Persisting and keeping mobile app data in snych with online backend

404 Views Asked by At

I am building a mobile app using AngularJS and PhoneGap. The app allows the user to access a large amount of data-items. These data-items come with the app in form of a number of .json files.

One use-case is that a user can favorite any of those data-items.

  • Currently, I store the (ids of) the items that have been favorited in localStorage. It works and it's great and very simple.

  • But now I would like create an online-backend for the app. By this I mean that the (ids of) the items that have been favorited should also be stored on a server somewhere in some form of database.

Now my question is:

  • How do I best do this?
  • How do I keep the localStorage data and online-backend data in synch?

  • In particular, the user might not have an internet connection at the time were he favorites a data-item.
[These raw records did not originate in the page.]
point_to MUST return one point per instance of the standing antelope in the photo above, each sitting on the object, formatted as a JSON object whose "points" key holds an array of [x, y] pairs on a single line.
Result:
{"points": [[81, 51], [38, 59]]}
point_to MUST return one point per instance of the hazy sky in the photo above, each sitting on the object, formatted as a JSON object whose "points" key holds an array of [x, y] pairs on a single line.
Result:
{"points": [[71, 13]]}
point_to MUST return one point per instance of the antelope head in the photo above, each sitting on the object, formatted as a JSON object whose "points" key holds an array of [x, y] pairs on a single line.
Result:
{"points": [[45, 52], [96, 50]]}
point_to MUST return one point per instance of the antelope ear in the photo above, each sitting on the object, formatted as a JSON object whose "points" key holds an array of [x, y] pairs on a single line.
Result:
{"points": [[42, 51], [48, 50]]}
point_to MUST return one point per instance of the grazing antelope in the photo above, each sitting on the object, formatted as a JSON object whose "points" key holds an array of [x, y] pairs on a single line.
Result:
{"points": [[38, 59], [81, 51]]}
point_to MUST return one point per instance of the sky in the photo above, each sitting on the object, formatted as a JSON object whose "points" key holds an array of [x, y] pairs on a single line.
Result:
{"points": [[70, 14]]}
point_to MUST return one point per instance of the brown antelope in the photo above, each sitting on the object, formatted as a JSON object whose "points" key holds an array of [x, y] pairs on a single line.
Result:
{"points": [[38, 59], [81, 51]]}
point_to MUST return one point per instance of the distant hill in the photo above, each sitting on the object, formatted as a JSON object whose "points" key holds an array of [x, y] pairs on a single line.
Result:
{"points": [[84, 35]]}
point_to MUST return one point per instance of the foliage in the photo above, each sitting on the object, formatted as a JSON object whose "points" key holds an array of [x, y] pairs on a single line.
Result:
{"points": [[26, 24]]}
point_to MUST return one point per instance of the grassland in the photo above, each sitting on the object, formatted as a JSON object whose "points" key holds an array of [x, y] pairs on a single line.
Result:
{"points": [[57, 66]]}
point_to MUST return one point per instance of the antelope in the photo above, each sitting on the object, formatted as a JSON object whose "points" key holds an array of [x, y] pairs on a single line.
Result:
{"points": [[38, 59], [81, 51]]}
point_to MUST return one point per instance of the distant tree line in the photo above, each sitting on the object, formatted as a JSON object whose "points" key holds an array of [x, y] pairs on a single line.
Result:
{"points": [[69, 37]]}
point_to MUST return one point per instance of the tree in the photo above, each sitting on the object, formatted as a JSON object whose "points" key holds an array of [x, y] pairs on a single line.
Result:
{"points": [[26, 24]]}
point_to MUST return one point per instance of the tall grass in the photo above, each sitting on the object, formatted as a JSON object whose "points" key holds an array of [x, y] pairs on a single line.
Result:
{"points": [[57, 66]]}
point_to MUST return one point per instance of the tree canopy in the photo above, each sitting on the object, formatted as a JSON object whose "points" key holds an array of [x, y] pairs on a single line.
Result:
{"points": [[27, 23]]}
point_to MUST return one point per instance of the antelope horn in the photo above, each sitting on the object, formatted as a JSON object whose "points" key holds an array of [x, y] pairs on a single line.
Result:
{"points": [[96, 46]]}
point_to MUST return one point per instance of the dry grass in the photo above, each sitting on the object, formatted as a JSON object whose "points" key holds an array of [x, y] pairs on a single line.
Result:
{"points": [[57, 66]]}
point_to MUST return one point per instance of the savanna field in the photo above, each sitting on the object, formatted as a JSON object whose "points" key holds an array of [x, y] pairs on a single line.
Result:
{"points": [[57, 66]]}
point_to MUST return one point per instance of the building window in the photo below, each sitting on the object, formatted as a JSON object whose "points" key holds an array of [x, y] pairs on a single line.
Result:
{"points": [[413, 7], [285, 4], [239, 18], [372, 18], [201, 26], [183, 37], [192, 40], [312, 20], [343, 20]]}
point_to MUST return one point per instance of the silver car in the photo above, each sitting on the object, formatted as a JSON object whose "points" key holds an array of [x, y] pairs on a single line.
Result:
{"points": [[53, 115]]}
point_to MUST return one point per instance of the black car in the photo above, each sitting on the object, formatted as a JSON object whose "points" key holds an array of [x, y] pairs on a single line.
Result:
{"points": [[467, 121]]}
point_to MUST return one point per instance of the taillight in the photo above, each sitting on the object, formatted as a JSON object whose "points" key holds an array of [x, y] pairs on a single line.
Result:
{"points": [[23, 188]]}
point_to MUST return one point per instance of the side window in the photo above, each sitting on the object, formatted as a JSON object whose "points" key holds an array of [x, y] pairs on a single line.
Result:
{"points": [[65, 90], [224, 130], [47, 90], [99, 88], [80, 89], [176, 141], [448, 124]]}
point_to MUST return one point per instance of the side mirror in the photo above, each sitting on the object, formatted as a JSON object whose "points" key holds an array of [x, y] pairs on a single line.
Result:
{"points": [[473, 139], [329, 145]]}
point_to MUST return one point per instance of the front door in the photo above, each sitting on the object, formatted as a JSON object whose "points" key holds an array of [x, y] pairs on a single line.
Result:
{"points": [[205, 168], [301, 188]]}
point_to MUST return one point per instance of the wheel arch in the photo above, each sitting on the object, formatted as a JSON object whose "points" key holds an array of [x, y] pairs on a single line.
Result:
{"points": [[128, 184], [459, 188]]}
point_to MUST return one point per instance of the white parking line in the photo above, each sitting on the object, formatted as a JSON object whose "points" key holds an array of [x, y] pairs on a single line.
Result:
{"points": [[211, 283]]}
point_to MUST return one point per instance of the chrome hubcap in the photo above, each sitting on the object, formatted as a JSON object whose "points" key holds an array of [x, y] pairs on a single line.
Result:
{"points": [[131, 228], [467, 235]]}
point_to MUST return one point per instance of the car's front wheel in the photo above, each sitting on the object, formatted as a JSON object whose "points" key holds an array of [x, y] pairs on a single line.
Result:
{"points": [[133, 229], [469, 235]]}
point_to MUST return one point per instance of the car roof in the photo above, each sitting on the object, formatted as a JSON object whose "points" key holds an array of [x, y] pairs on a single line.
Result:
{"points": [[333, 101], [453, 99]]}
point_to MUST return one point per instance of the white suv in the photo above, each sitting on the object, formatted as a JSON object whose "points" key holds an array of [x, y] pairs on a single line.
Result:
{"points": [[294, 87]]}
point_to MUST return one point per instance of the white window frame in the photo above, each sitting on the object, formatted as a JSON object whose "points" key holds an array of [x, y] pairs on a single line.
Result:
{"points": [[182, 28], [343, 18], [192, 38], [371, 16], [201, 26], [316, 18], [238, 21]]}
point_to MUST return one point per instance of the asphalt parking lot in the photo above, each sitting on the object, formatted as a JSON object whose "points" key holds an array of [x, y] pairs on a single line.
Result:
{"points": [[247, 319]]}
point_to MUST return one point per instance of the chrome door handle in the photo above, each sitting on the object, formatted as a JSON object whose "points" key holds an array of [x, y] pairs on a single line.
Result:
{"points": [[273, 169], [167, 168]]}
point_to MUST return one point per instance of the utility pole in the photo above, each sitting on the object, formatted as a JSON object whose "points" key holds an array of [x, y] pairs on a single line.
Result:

Additionally, if the user favorites x data-items in a row, I would need to make x update calls to the server db, which clearly isn't great.

So, how do people do it? Does Angular have anything build-in for this? Is there any plugin? Any other framework?

This very much seems like a common problem that must have a well-known solution?

1

There are 1 best solutions below

1
On

I think you've almost got the entire solution. All you need to do is periodically (on app start load the data from the service if available, otherwise use current local storage, then maybe with a timer and on app close update the data if connected) send the JSON out to a service (I generally prefer PHP, but Python, Java, Ruby, Perl, whatever floats your boat) that puts it in a database. If you're concerned with merging synchronization changes you'll need to use timestamps in the data in local storage and in the database to make the right call on what should be inserted vs what should be updated.

I don't think there's a one size fits all solution to the problem, though I imagine someone may have crafted a library that handles the different potential scenarios the configuration may be as complicated as just writing the logic yourself.